KU projected as No. 3 seed, No. 10 overall, in NCAA bracket preview

Kansas head coach Bill Self pulls his players into a huddle during a timeout in the second half, Monday, Feb. 9, 2026, at Allen Fieldhouse. Photo by Nick Krug

The NCAA men’s basketball committee projected Kansas as a No. 3 seed in its bracket preview show on Saturday morning.

The program, which aired on CBS on Saturday morning, includes a ranking of the top 16 teams in the country — in other words, the No. 1 through No. 4 seeds with three weeks to go until Selection Sunday — and it placed KU at No. 10 overall.

That positioning, which predated the Jayhawks’ loss to Cincinnati later on Saturday afternoon, was largely a product of KU’s recent eight-game winning streak that encompassed nearly half its league schedule, including marquee victories over high-level teams in BYU, Texas Tech and most notably Arizona.

Arizona was the No. 3 overall seed in the top-16 ranking, placed in the West region. Elsewhere in the Big 12, Iowa State (No. 4, South region) received the final No. 1 seed, Houston (No. 6 overall, Midwest region) was a No. 2 seed and Texas Tech (No. 13 overall, South region), recently dealt a significant blow by a season-ending injury to star forward JT Toppin, was a No. 4 seed.

The rest of KU’s projected region included No. 1 seed Duke, No. 2 seed Illinois and No. 4 seed Vanderbilt.

The bracket preview was generally consistent with the likes of ESPN’s bracketology (which on Friday had KU in the East region as a No. 3 seed facing Austin Peay in Greenville, South Carolina) and that of CBS (which on Friday placed KU as a No. 3 against No. 14 UC Irvine). The recent victories haven’t quite been enough to jump the Jayhawks onto the No. 2 line, though as head coach Bill Self said in a brief interview on the CBS broadcast, there is time for their positioning to change.

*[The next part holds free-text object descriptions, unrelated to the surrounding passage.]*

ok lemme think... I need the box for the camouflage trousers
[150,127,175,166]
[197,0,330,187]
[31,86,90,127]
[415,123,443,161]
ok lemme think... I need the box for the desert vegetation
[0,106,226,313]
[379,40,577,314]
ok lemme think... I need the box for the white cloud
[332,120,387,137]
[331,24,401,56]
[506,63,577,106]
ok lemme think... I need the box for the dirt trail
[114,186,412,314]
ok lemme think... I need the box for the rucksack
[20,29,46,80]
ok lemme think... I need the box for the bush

“Being on the (No.) 3 line today is the best that we could have ever hoped for six weeks ago,” he said. “We’ve gotten better since then, but it’s still so early. Three can become seven, eight, nine, whatever, or hopefully it can stay on the three or become a two or something. So we got a lot of work ahead of us, but totally comfortable just to be talked about.”

Whatever the case, KU still has a few games left to play before it reaches Selection Sunday, including significant opportunities for advancement against Houston at home on Monday and Arizona on the road the following Saturday.

The Jayhawks have learned firsthand how much can change between the bracket preview and actual bracket. Two years ago, largely derailed by the injury to Kevin McCullar Jr., KU fell from a No. 2 seed on preview day to No. 4 seed by tournament time. Last season, the preview had the Jayhawks as a No. 4 seed immediately before they slumped to consecutive losses in Utah and ended up a No. 7 seed, the lowest mark of Bill Self’s tenure.

The last time KU was a No. 3 seed was in 2021, when the Jayhawks lost to USC in the second round in Indianapolis.